Блестят над глазами кольца
его кудрей вороненых.
Лимонов на полдороге
нарезал он близ канала
и долго бросал их в воду,
пока золотой не стала.
И там же, на полдороге,
в тени тополиных листьев
его повели жандармы,
скрутив за спиною кисти.
Медленно день уходит
поступью матадора
и алым плащом заката
обводит море и горы.
Тревожно следят оливы
вечерний путь Козерога,
а конный ветер несется
в туман свинцовых отрогов.
Антоньо Торрес Эредья,
Камборьо сын горделивый,
среди пяти треуголок
шагает без ветки ивы...
 

Как похожи сейчас друг на друга лица слушателей, лица товарищей Федерико, сидящих на сцене! Только дон Игнасио хмурится: романс превосходный, но опять это постоянное пристрастие к страдающим, униженным, беззащитным! Как будто нет уж людей, способных постоять за себя! И вдруг он вздрагивает – Федерико словно подслушал его мысли.

 
Антоньо! И это ты?
Да будь ты цыган на деле,
здесь пять бы ручьев багряных,
стекая с ножа, запели!
И ты еще сын Камборьо?
Сменили тебя в колыбели!
Один на один со смертью,
бывало, в горах сходились.
Да вывелись те цыгане!
И прахом ножи покрылись...
 

Да, он бы мог так сказать... Почему же теперь дону Игнасио кажется, что упрек обращен и к нему? К нему, прославленному матадору, более семисот раз бросавшему вызов смерти?! А все-таки этот окаянный гранадец заставил и его почувствовать себя заодно с несчастным цыганом.

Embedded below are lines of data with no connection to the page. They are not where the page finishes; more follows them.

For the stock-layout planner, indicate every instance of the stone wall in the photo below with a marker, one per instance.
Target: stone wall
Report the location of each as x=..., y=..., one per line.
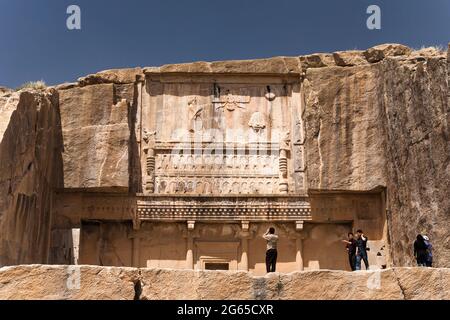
x=99, y=283
x=381, y=118
x=31, y=168
x=378, y=117
x=97, y=121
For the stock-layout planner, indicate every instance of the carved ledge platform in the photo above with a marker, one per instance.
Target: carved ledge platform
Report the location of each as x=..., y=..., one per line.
x=223, y=208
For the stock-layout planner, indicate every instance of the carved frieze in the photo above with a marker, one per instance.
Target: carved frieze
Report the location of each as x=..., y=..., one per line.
x=214, y=208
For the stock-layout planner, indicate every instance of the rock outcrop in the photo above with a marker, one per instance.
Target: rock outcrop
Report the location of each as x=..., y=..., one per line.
x=373, y=118
x=96, y=134
x=43, y=282
x=30, y=170
x=386, y=124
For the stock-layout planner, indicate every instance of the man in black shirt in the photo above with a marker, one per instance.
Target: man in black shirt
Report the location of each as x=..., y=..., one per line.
x=361, y=250
x=351, y=250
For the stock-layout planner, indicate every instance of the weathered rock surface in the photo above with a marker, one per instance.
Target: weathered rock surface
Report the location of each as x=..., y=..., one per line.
x=349, y=58
x=277, y=65
x=43, y=282
x=30, y=170
x=96, y=136
x=386, y=124
x=378, y=117
x=117, y=76
x=100, y=283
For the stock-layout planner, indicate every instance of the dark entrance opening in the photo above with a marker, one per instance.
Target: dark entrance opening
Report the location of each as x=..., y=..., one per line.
x=217, y=266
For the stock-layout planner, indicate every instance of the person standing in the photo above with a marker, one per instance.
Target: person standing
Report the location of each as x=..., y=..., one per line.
x=351, y=250
x=420, y=251
x=429, y=260
x=271, y=253
x=361, y=250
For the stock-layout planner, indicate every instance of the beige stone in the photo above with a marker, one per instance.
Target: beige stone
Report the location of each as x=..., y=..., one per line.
x=118, y=76
x=40, y=282
x=43, y=282
x=336, y=285
x=96, y=136
x=349, y=58
x=30, y=162
x=379, y=52
x=318, y=60
x=354, y=139
x=277, y=65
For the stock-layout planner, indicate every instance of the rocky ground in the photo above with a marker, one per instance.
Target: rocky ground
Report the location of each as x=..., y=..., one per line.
x=44, y=282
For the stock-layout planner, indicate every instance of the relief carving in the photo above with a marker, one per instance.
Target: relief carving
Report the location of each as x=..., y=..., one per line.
x=231, y=103
x=257, y=122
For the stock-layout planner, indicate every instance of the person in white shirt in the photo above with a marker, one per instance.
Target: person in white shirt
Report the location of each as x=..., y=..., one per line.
x=271, y=253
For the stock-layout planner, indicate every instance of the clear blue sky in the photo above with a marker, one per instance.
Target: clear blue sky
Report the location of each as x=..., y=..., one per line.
x=35, y=43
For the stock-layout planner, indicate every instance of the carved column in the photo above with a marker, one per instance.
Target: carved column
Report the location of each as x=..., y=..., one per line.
x=283, y=163
x=244, y=235
x=299, y=245
x=190, y=245
x=136, y=251
x=150, y=166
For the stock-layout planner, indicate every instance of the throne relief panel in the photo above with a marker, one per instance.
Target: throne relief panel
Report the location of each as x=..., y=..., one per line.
x=203, y=138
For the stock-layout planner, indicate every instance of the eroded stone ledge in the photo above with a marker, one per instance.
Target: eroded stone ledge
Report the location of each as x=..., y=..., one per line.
x=105, y=283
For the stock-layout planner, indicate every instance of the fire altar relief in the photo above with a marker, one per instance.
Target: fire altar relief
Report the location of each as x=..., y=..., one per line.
x=211, y=138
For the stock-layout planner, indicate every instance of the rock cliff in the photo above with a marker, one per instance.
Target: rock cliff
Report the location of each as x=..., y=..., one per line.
x=31, y=169
x=43, y=282
x=378, y=117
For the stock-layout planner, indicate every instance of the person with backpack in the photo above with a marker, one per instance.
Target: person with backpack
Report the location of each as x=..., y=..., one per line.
x=361, y=250
x=351, y=250
x=420, y=251
x=429, y=260
x=271, y=253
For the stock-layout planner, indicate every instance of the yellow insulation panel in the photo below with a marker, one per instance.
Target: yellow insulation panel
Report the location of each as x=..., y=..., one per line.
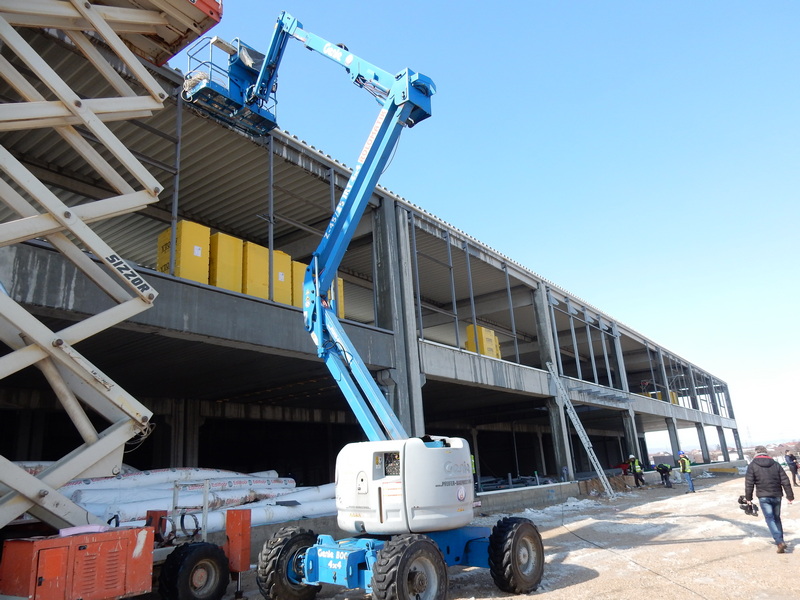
x=192, y=245
x=225, y=267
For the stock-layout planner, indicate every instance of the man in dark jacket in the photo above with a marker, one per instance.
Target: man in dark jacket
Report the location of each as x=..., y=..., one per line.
x=664, y=470
x=791, y=462
x=770, y=481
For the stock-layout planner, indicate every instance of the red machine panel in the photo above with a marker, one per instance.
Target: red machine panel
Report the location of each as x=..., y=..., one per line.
x=92, y=566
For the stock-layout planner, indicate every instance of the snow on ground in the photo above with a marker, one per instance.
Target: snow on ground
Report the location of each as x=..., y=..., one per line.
x=650, y=544
x=655, y=541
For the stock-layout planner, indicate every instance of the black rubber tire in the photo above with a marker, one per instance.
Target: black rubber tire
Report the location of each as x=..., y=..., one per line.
x=516, y=555
x=410, y=567
x=278, y=574
x=198, y=571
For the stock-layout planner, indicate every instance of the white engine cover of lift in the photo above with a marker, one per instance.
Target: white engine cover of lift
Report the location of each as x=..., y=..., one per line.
x=403, y=486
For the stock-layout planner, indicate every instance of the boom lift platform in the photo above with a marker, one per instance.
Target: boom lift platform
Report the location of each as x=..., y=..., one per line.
x=408, y=500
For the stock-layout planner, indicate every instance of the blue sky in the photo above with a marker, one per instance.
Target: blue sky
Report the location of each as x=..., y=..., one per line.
x=645, y=156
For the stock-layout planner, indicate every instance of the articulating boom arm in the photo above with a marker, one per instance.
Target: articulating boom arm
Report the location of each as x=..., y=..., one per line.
x=365, y=75
x=405, y=100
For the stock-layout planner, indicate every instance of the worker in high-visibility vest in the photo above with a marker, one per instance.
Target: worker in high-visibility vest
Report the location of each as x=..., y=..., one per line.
x=686, y=470
x=636, y=470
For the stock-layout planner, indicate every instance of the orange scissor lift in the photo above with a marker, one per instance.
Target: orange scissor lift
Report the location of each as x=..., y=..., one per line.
x=84, y=561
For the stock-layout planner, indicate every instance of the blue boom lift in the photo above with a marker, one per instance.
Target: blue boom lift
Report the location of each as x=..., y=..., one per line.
x=409, y=501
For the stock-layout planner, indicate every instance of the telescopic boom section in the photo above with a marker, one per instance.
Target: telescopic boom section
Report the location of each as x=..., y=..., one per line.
x=405, y=100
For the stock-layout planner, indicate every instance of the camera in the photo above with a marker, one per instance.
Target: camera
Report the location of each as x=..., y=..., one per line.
x=749, y=509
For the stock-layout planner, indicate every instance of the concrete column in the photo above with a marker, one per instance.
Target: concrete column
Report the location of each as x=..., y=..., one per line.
x=394, y=310
x=191, y=445
x=560, y=432
x=544, y=328
x=723, y=444
x=476, y=457
x=713, y=395
x=663, y=372
x=621, y=372
x=631, y=435
x=672, y=431
x=701, y=437
x=693, y=390
x=738, y=443
x=176, y=422
x=541, y=464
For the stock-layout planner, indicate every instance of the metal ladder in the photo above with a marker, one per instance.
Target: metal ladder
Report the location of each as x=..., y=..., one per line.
x=576, y=422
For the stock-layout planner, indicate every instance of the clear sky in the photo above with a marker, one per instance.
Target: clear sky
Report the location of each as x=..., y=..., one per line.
x=645, y=156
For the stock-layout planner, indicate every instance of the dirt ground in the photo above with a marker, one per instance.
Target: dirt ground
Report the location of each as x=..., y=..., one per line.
x=649, y=543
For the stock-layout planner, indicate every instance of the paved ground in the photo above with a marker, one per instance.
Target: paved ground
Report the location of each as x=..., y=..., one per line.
x=645, y=544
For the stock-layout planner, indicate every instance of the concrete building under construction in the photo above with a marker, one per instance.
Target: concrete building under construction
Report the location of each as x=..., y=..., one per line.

И для него последние строки романса звучат, будто погребальный звон по утраченной воле.

 
Открылся засов тюремный,
едва только девять било...
А пять полевых жандармов
вином подкрепили силы.
Закрылся засов тюремный,
едва только девять било...
А небо в ночи сверкало,
как круп вороной кобылы!
 

Еще все вслушиваются в отзвук последнего слова, когда в первом ряду встает Игнасио Санчес Мехиас. Как заправский афисионадо, он срывает с себя галстук, воротничок, стаскивает пиджак и швыряет все это на сцену, под ноги Федерико. Так чествуют победившего матадора.